December 2, 2011 by Leah
Since our big move, my old problem with tomatoes has come up again. That would be the problem where tomatoes, particularly organic tomatoes, are incredibly expensive out-of-season (and we kind of try to eat seasonally anyway), but canned tomatoes are full of BPA. Among other things. My in-laws both worked at canneries around here (Eastern Oregon) when they were younger and now refuse to buy processed (canned or frozen) produce because they’ve “seen too much.”

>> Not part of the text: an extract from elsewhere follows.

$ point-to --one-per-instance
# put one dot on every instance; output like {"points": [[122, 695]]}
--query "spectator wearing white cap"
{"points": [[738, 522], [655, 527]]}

That said, I bought some Muir Glen canned tomatoes the other day because of this blog entry, which includes anecdotal evidence that Muir Glen tomatoes with a sell-by date of 2013 are no longer packaged in BPA-lined cans, and that the difference can be discerned because the lining of the can is a coppery color rather than the standard white. Well, my can was still lined in white. And I used them anyway. This was probably stupid considering I’m pregnant, but I seem to be constitutionally incapable of throwing away food. I rationalized this behavior – I mean, first of all, I was making stuffed peppers which I normally hate and for some reason they sounded amazing – until I came across this little blurb today: http://www.foxnews.com/health/2011/12/01/7-foods-should-never-eat/ Fox News, people! What alternate universe did I wake up in that Fox News is publicizing problems with the food system? And canned tomatoes are public enemy number one!
Talk about shameful. For the rest of the winter, I will be spending $3-8 per pound on imported organic tomatoes. Not the ideal situation, but since I can’t seem to stop myself from buying the entire organic produce section every time I go to the store, I might as well roll with that. Baby needs nutrients. (The great thing is we’re actually eating all the produce. And the produce in our wannabe root cellar from my mother-in-law’s garden. And the emergency supplies of frozen vegetables I keep on hand. Yesterday alone I had beets, carrots, garlic, shallots, apples, pears, Asian pears, pumpkin, lettuce, tomatoes, mushrooms, broccoli, an orange, and a ton of fresh lemon juice.)
Lastly, before anyone points out I should be growing my own tomatoes, I must remind you that we just moved into our house – in a place where we actually get seasons – last month. At the beginning of winter. So home-grown are out until at least next summer. To that end, though, I’m already getting excited about gardening. And I’m sure the baby won’t mind getting some Vitamin D while I’m in the garden. She or he might mind the neighborhood cats, but we will have Duke on our side.